Черное молоко рассвета мы пьем его вечерами
мы пьем его в полдень и утром мы пьем его ночью пьем и пьем
мы роем могилу в воздушном пространстве там тесно не будет
В том доме живет господин он играет со змеями пишет
он пишет когда стемнеет в Германию о золотые косы твои Маргарита
он пишет так и встает перед домом и блещут созвездья он свищет своим волкодавам
он высвистывает своих иудеев пусть роют могилу в земле
он нам говорит а теперь играйте пускай потанцуют
Черное молоко рассвета мы пьем тебя ночью
мы пьем тебя утром и в полдень мы пьем вечерами
В том доме живет господин он играет со змеями пишет
он пишет когда стемнеет в Германию о золотые косы твои Маргарита
пепельные твои Суламифь
мы роем могилу в воздушном пространстве там тесно не будет
Он требует глубже врезайте лопату в земные угодья эй там одному а другому играйте и пойте
он шарит железо на поясе он им машет глаза у него голубые
Черное молоко рассвета мы пьем тебя ночью мы пьем тебя в полдень и утром мы пьем вечерами пьем и пьем
в том доме живет господин о твои золотые волосы Маргарита
пепельные твои Суламифь он играет со змеями пишет
Он требует слаще играйте мне смерть Смерть это немецкий учитель
он требует темней ударяйте по струнам потом вы подыметесь в небо как дым
там в облаках вам найдется могила там тесно не будет
Черное молоко рассвета мы пьем тебя ночью
мы пьем тебя в полдень Смерть это немецкий учитель
мы пьем тебя вечерами и утром пьем и пьем
Смерть это немецкий учитель глаза у него голубые
он целит свинцовая пуля тебя не упустит он целит отлично
он на нас выпускает своих волкодавов он нам дарит могилу в воздушном пространстве
он играет со змеями и размышляет Смерть это немецкий учитель
золотые косы твои Маргарита
пепельные твои Суламифь[19]
Я читал так, как нас учили, мерно и ритмично, не выделяя отдельные слова, ничего не акцентируя, главное – ритм, ритм – это все. Пока я читал, Ингвиль курила, уставившись в пол.

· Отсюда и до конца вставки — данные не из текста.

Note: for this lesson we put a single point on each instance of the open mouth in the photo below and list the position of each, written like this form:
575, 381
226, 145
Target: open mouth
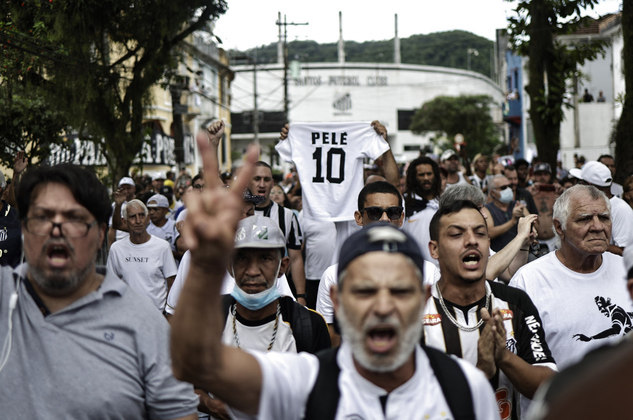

– Красиво, да? – спросил я.
– Да, – ответила она, – по-моему, просто невероятно. Удивительно. Я никогда прежде ничего подобного не слышала.
Я уселся на противоположный конец дивана.
– Ингве же рассказал тебе обо всем, да? – спросила она.
– Вода закипела. – Я встал. – Погоди.
Я прошел на кухню и залил кипятком сухую заварку, которая через несколько секунд размокла и размякла, самые крупные чаинки разбухли, а находящиеся в них вещества высвободились и окрасили воду, сперва позолотив ее, потом делая все темнее и темнее. Я отнес заварочный чайник и две чашки в комнату и поставил на стол.